Our findings have important implications for the focus and design of future research. Prospective studies should systematically take into account (a) the pre-existing academic functioning of participants and (b) test the possibility of a curvilinear relation between anxious symptoms and school non-completion, given that our findings suggest that modelling the association between anxiety and school non-completion only as linear is likely to lead to inappropriate conclusions. An interesting and important issue for future research will be to document the mechanisms that explain why depressive symptoms pose a greater risk in high-achieving students, as well as how low anxiety fosters risk that students leave school without qualification. It will also be interesting for future studies to compare the relative importance of trait and state aspects of internalising characteristics, as differences in the predictive patterns of anxious and depressive symptoms in our study could be explained in part by the past-week focus of CES-D depressive symptoms v. the lack of a specific reference period of SCAS anxious symptoms. Finally, intervention studies that test whether experimentally reducing depressive and anxious symptoms at secondary school entry (for example, via school-based prevention or treatment programmes) leads to lower rates of school non-completion would be particularly valuable and would circumvent the inherent limitations of prospective observational studies such as this one.
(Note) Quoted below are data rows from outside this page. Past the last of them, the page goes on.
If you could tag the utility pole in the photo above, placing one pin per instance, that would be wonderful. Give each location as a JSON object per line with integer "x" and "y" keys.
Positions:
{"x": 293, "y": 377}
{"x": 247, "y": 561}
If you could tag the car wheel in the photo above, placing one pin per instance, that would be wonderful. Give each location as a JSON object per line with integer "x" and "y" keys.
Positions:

The policy implications of our findings are not straightforward. On the one hand, there is little doubt that the contribution of internalising symptoms to the risk of school non-completion is modest, explaining only 4–7% of cases of school non-completion. Common school-based promotion and prevention programmes targeting internalising symptoms 34,35 are unlikely to have a major impact on school non-completion rates and may not be relevant for all at-risk students (for example, students with low anxiety and low school functioning). On the other hand, the risks associated with internalising symptoms do not differ substantially from the risk conferred by other important risk factors of school non-completion in our models (such as conduct problems) and even small populational contributions may be considered meaningful given the importance and cost of school non-completion. 5 Implementing programmes with the primary aim of preventing depression is likely to yield the secondary benefit of preventing a few atypical cases of school non-completion in students who perform well at secondary school entry. These may represent some of the most preventable cases of school non-completion in pupils, yet some of the most difficult to detect via traditional screening systems that focus on academic and behavioural deficits.

Funding

This research was funded by a postdoctoral grant from the School Environment Research Group (SERG) awarded to F.N.B. Funding organisations played no role in any part of the study. Authors had full access to data, are responsible for its integrity and accuracy of analysis.